Australia win India series after 3rd Test draw

Australia win India series after 3rd Test draw

Australia regained the Border-Gavaskar Trophy after India hung on for a tense draw in the third Test in Melbourne on Tuesday.

Australia's Josh Hazlewood (C) celebrates with teammates after dismissing India's Ajinkya Rahane on the final day of the third Test in Melbourne on December 30, 2014

India were never in the hunt on the final day after Australia took till lunch to declare at 318 for nine, leaving them to chase 384 runs for victory off 70 overs.

Their task became even more Herculean when they were reduced to 19 for three in the ninth over and from there it was a matter of survival.

The match was called off with four overs remaining when India were 174 for six with skipper M.S. Dhoni on 24 and Ravi Ashwin on eight. It was the first drawn Melbourne Test in 17 years.

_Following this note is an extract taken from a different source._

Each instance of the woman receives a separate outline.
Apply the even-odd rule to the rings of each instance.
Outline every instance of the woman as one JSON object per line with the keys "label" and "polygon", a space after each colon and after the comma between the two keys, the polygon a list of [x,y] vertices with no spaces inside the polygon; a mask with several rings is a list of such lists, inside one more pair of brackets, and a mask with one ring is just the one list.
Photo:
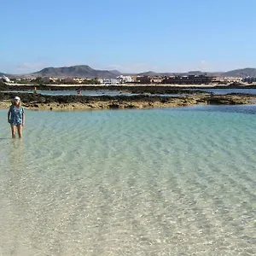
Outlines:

The Australians have won the four-match series with one Test left to play in Sydney next week after winning in Adelaide and Brisbane.

"India have some very good batters in their side, it was still a very good wicket and we really didn't want to give India a sniff," Australia skipper Steve Smith said of his declaration decision.

"We've got another series win, which is what we were after, and hopefully we can finish well in Sydney."

The draw means that India have not won at the Melbourne Cricket Ground for 33 years.

India resisted for a time through Virat Kohli and Ajinkya Rahane, who shared in a record 262-run stand in the first innings, but once Kohli was dismissed to break an 85-run partnership, pressure again mounted on the tourists, who have a notorious reputation for lower-order batting collapses.

"We lost early wickets, we put pressure on ourselves and we had to fight it out and overall it's a good performance by the team," Dhoni said.

"It was very tough to score over 300 on this kind of wicket in one day so overall I'm quite happy."

Kohli was out to a poor shot on the first ball after tea, spooning a catch straight to Joe Burns at square leg off Ryan Harris for 54.

Mitchell Johnson then bowled Cheteshwar Pujara (21) with a gem of a delivery, straightening off the pitch to crash into off-stump.

Johnson rattled Pujara with a short-pitched snorter into the grille of his helmet and then two balls later produced his wicket-taking delivery to leave the tourists at 141 for five with 18 overs left.

- Disastrous start -

Rahane mistimed a pull shot off Josh Hazlewood to Shaun Marsh for 48 off 117 balls to expose the India tail with 14 overs remaining.

India had a disastrous start to their innings and lost Shikhar Dhawan (0), Lokesh Rahul (1) and Murali Vijay (11) to slump to 19 for three in the ninth over.

Harris struck with the second ball of his opening over, trapping Dhawan leg before wicket for a duck.

Johnson backed that up in the next over getting a thick edge off debutant Rahul, promoted to number three, and Shane Watson running back from slips took the skied catch over his shoulder.

In-form opener Vijay went to a controversial leg before wicket call by umpire Kumar Dharmasena in the ninth over of the innings by Hazlewood.

Vijay, who has a ton and two half-centuries in this series, was given out although replays showed the ball would have missed leg-stump.

India refuse to use the Decision Referral System (DRS) and have been on the wrong end of several umpiring decisions.

Marsh was run out for 99 ahead of Australia's safety-first lunch declaration at 318 for nine after crawling along in the morning session.

Marsh scampered after a risky single off Umesh Yadav only to be caught out by Kohli's throw from behind the non-striker's end.

Towards the end of a meandering session Marsh went after quick runs and hoisted Ashwin for a six and a four off successive balls to reach 96 but became edgy on 99 with a lunch-time declaration imminent.

Marsh became the 16th player in Test cricket to be run out on 99 and the third Australian, with all of them occurring in Melbourne. The last Australian was Arthur Morris in 1953.

It was Marsh's highest score against India and he was closing in on his third Test century and first home Test ton after knocks of 148 in South Africa and 141 in Sri Lanka.

Harris was the other Australian wicket to fall, caught behind off Mohammed Shami for 21 and giving Dhoni his ninth dismissal of the match.